Приходили и другие деревенские девчата. Запевалы начинали петь, звонко, по-настоящему, широко и красиво, как сама природа русская, затем вступали хором и остальные, а речка отражала и несла далеко-далеко по воде юное чистое разноголосье. Хотелось плакать тем, кто слышал это пение.
На девичьи голоса, как дикие селезни на манок, сбегались все парни-подростки из немногочисленного местного «сопливого молодняка», а главным и старшим у них был семнадцатилетний гармонист.
Гармонь означала веселье и озорство. Усталости или грусти как не бывало, девки начинали «дробить» по утоптанному глинисто-песчаному берегу голыми пятками под частушки, с привизгиванием, а мальчишки вприсядку и со свистом «лётали» вокруг них.

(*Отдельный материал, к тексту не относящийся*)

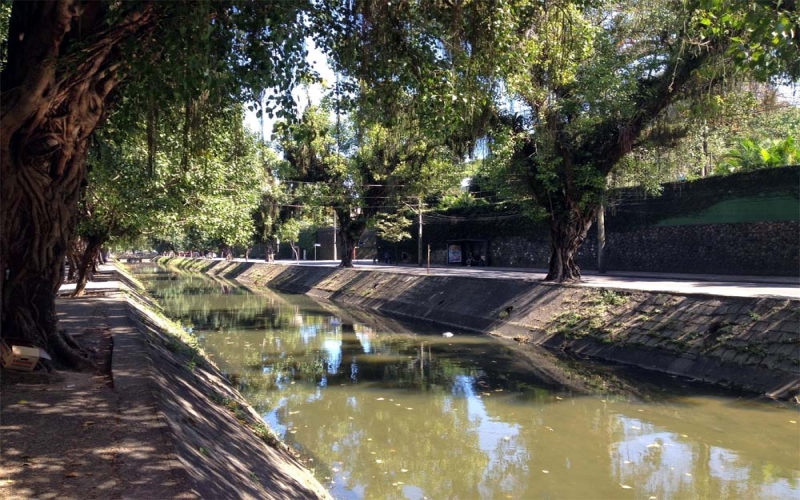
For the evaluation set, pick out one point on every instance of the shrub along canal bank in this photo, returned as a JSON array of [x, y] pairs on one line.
[[749, 344]]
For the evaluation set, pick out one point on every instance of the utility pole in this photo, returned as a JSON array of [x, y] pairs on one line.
[[334, 235], [419, 236]]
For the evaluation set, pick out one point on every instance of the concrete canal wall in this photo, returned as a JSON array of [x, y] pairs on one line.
[[752, 344]]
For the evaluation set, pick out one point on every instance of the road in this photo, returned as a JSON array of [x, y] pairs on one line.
[[702, 284]]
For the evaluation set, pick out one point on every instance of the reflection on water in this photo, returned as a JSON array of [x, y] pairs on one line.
[[389, 411]]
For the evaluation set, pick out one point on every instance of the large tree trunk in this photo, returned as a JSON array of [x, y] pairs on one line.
[[568, 230], [348, 249], [53, 98], [87, 264], [350, 228]]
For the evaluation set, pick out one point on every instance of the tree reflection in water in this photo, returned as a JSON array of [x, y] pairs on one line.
[[387, 410]]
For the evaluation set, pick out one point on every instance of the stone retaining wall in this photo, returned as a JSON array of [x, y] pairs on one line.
[[741, 343]]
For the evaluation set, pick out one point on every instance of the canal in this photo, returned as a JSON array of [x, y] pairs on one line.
[[383, 409]]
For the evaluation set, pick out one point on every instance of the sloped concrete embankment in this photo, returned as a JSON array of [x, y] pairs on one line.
[[752, 344], [220, 441]]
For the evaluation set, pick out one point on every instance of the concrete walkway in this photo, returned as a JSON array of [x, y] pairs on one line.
[[695, 284]]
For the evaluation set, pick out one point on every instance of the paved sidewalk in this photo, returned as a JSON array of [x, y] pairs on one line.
[[155, 428], [700, 284]]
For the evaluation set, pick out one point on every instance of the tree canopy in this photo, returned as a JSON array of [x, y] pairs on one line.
[[562, 93]]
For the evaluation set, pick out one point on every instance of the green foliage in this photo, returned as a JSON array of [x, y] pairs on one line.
[[750, 155], [200, 197]]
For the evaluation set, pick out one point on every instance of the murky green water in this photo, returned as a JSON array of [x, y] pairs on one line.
[[385, 411]]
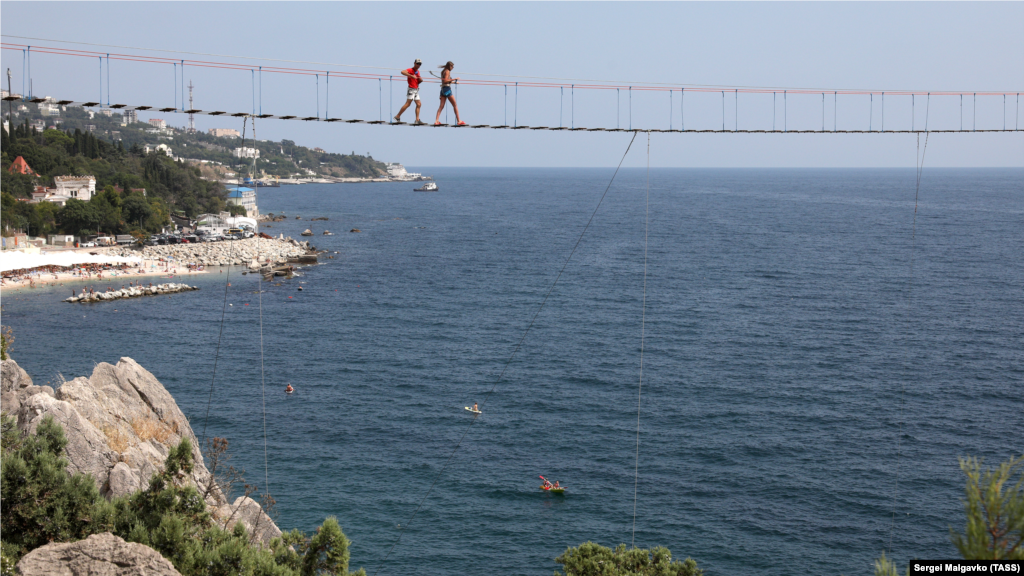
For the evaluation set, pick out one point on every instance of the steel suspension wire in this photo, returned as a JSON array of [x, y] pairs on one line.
[[262, 370], [643, 320], [509, 361], [920, 166], [223, 313]]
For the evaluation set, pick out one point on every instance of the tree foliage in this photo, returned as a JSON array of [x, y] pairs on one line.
[[594, 560], [42, 503], [994, 509]]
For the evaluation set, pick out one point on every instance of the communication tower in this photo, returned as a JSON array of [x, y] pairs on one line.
[[192, 117]]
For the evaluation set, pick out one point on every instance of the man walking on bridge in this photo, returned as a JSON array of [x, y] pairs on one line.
[[414, 78]]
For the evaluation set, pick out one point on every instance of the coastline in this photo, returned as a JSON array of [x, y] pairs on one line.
[[152, 269]]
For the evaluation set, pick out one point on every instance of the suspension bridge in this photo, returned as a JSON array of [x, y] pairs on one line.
[[1000, 105]]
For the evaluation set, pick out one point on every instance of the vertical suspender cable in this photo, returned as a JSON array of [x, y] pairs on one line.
[[643, 321], [262, 371], [919, 165]]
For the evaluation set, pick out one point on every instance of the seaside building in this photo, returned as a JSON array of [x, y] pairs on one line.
[[19, 166], [245, 197], [224, 132], [397, 171], [81, 188]]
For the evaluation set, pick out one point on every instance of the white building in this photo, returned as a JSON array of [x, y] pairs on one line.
[[245, 197], [224, 132], [81, 188], [397, 171]]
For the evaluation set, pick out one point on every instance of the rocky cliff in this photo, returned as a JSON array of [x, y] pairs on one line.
[[121, 423]]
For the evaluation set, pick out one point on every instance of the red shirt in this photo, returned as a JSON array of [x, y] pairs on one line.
[[415, 79]]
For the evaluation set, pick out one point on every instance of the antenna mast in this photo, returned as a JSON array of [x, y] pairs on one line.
[[192, 117]]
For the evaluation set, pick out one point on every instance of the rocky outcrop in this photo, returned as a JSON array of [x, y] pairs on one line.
[[121, 423], [133, 292], [99, 554]]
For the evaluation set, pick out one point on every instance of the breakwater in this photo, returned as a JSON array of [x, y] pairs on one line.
[[233, 252], [133, 292]]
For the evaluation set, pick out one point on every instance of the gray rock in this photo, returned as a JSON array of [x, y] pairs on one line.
[[99, 554], [12, 377]]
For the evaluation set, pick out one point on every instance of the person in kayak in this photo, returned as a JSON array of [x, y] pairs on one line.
[[446, 81]]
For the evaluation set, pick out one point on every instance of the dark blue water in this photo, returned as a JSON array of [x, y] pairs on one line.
[[783, 322]]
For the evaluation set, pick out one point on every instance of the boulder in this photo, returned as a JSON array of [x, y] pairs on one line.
[[121, 423], [99, 554]]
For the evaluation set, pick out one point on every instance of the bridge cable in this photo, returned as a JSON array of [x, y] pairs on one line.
[[223, 313], [511, 358], [920, 165], [643, 319]]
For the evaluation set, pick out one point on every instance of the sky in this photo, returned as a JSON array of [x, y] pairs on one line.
[[869, 45]]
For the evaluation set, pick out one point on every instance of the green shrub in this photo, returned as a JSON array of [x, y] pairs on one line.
[[594, 560]]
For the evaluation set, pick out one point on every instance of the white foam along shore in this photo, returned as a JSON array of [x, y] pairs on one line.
[[132, 292]]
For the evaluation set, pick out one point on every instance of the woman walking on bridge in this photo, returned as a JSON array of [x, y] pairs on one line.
[[446, 81]]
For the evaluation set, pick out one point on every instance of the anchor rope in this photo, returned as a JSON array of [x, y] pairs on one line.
[[508, 362], [643, 319]]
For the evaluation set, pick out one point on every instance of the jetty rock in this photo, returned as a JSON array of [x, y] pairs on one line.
[[121, 423], [99, 554], [132, 292]]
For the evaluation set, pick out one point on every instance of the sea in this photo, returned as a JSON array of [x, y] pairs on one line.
[[819, 347]]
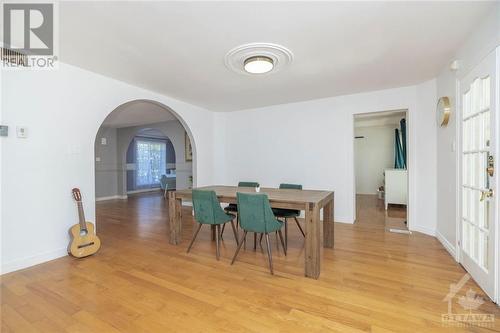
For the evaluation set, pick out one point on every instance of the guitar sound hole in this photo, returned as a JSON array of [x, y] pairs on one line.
[[85, 245]]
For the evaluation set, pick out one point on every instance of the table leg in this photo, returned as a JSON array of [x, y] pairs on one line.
[[328, 225], [313, 242], [175, 218]]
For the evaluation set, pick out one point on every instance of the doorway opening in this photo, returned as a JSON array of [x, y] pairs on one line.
[[141, 147], [381, 169]]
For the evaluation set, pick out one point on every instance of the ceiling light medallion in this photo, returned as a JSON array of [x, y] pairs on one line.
[[257, 59], [258, 65]]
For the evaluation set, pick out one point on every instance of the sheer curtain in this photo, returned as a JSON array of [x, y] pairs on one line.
[[150, 162]]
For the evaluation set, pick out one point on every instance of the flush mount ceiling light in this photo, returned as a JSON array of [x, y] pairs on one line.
[[258, 65], [257, 59]]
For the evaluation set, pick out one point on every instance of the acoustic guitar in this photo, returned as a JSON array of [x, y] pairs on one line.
[[84, 242]]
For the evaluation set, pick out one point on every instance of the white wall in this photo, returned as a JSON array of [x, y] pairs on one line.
[[63, 110], [483, 41], [311, 143], [373, 154]]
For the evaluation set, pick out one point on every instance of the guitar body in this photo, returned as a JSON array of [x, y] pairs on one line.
[[84, 242], [81, 244]]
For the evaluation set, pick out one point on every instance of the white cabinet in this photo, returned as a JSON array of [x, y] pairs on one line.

Гармонист играл виртуозно, честно выкладываясь весь до конца, сам и приплясывая, и припевая. Звали его Коля Белый – это был очень светлый блондин, в московских дворах такие получали обычно кличку «Седой», он и сам был пригож, и фамилия у него была красивая – Генералов.
Этого звонкоголосого развеселого Колю, с нежным ангельским лицом и синими лучистыми глазами, любили все девки, и, конечно же, одинокие «от войны» молодые бабы.
Московская Верочка всегда привечала Николая, говорила, что имя у него родное, как у брата. Гармонист Коля относился к ней тоже по-особому, и часто играл напоследок только ей одной.